There are two ways (non-exhaustive and not mutually exclusive) to re-factor this thinking, both of which involve adding long-term value in addition to immediate value:

1) Adding value to the organization, and
2) Adding value to the future product (or, to the product in the future).

In the first approach, process activities are seen as adding value beyond the immediate project. Process activities are seen as an investment in the efficiency and productivity of future projects. And, on sufficiently long projects, these activities can provide feedback in time to make a difference to the projects underway and from which the process data is being collected. This approach adds value to the business in terms of know-how, intellectual property and competitive edge.

The second approach, while similar to the first is product-focused. In this view, the value in doing the process activities is in being able to reduce maintenance costs, make updates/upgrades less cumbersome or expensive and make the product more extensible. This often goes handily with allowing the developer to be different from the operator, the maintainer, or the help desk.

Many paradigms of process improvement use the metaphor of "throwing the product over the wall" as a means to describe what happens when products are developed in a serial, production-line fashion and not as an integrated, high-trust, highly communicative team (sound familiar?). The very antithesis of agile development.

Well, here’s a wake-up call for some people, including self-proclaimed agile developers: the "wall" eliminated by integrated and agile development teams is not only between steps in the development life cycle. Sometimes the wall that needs eliminating is temporal. That is, stop throwing your well-tested, peer-reviewed, non-wasteful code over the wall for someone in the future to have to deal with. Most of us have had to make sense of someone else’s spaghetti code at one point or another and we shouldn’t be the ones to create it even if we did so by being lean and agile today while sacrificing the value of the product in the future.

So, the value we’re trying to eek out of our process activities ought to take this sort of long-term view of "value" Some also refer to this as "Total Cost of Ownership" or TCO. Process activities ought to be calculated on the basis of TCO for the organization and the product.

In both approaches, the value being added to the organization as well as to the product is a reduction in waste. Companies don’t become lean over night and they don’t become great at agile practices with 2 days of stand-up meetings or one 30 day sprint. Often taking the time to identify, record, be methodical about, and update the organization’s approaches can help find what works and eliminate what doesn’t.

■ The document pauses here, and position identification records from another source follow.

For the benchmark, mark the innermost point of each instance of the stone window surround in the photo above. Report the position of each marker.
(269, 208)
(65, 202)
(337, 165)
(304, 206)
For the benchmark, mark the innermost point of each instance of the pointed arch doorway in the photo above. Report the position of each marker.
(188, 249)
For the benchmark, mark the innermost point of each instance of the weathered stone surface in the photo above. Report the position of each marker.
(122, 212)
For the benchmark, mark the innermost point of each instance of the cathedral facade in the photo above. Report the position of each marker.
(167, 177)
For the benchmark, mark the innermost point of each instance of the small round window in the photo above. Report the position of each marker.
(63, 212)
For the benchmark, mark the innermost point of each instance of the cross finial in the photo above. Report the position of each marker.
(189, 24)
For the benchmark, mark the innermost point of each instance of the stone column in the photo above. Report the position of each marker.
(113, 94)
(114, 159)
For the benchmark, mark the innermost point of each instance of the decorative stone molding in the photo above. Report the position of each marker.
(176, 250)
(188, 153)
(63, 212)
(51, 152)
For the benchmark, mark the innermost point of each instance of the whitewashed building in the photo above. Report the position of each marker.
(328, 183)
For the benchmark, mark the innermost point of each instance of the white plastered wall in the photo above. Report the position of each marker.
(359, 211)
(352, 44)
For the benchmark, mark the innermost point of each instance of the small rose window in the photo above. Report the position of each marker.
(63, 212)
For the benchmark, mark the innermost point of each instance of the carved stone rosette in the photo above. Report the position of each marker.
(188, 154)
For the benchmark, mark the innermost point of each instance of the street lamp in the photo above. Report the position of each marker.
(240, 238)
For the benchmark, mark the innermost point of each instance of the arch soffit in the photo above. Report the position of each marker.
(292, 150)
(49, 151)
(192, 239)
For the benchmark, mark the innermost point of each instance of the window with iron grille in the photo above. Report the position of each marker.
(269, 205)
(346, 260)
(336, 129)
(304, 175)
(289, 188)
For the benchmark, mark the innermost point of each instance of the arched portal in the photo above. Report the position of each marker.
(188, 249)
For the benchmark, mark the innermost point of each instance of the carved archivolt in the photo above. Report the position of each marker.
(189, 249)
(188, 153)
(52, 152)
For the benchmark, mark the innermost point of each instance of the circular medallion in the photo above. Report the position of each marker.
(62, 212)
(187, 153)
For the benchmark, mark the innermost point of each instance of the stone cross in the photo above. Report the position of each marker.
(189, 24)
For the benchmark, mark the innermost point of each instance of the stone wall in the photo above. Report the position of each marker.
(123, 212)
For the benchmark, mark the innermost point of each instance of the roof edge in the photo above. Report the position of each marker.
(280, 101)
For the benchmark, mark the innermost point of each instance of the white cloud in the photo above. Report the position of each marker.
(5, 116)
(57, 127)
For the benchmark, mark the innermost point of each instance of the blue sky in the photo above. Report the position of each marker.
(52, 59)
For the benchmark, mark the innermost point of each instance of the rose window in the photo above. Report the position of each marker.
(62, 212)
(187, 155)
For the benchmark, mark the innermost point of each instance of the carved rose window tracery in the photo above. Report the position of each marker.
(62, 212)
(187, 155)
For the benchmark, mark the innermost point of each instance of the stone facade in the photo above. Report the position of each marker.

Really…. CMMI isn’t what complicates this, it’s not understanding CMMI that owns that job.

* Let’s be clear about something… Achieving a maturity level (or capability level) rating should not be any organization’s goal. Improvement should be. PLENTY of benefit, value and improvement can be had without *ever* being appraised and/or without ever attaining a "level" rating. However, for obvious reasons, achieving ratings has other value, such as being able to compete for certain customers and in certain markets.